Voyage Data Recorder (VDR) data from the time of the accident was not saved on board, so that neither recorded ship data nor audio recordings from the bridge are available for evaluation. Therefore, the investigation is based on:
- written information provided by the ship’s operator:
#1 accident notification,
#2 Master’s statement of facts,
#3 excerpts of the bridge logbook,
#4 internal procedural instructions and documents,
#5 investigation report of the law firm “Gordon&Rees Scully Mansukhani” investigating on behalf of the ship operator’s P&I Club on site in Long Beach,
#6 e-mail conversation with respect to the in-house accident investigation,
- the result of several personal conversations between the BSU and the ship operator as well as the Master and Chief Officer of the SEOUL EXPRESS on 11 and 23 August as well as a video conference on 27 January 2022,
- findings gained from the inspection on board by the BSU on 19 October 2021,
- AIS data from the ship at the time of the accident extracted from the European SafeSeaNet Ecosystem,
- discussions between the BSU and the BG Verkehr(Prevention Division as well as Ship Safety Division, Maritime Medical Service) as well as
- a conversation between the BSU and the classification society
As the watchman involved in the accident had started his daily round to check the temperature of the dangerous goods containers alone and unaccompanied, there were no witnesses who observed the accident directly. Furthermore, there are no image recordings or the like since the accident site on board was under camera surveillance.

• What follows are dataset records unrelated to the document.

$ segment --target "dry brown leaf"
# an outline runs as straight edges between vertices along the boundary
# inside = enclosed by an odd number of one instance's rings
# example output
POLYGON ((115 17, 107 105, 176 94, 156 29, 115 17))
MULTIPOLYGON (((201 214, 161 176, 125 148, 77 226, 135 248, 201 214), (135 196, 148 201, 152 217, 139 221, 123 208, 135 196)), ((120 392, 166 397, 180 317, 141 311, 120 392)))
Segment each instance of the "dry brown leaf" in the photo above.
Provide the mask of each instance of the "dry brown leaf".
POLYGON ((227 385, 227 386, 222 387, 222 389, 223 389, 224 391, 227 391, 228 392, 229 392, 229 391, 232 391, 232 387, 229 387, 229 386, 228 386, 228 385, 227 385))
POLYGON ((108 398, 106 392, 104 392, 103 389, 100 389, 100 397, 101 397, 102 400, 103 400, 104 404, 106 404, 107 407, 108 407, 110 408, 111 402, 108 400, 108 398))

Factors that contributed to the accident
In the course of the preliminary accident investigation (primarily evaluation of the files) several factors were identified that could have contributed to the accident and its consequences. These were then investigated more closely.
They include inter alia:
- general dangers when working at height,
- implementation of the occupational health and safety on board,
- the general ship design framework (ladders in cargo holds with the risk of falling),
- the health condition and the fitness for sea service of the casualty,
- the emergency response management of the crew and
- the safety culture on board and in the company as well as the implementation of ISM Code.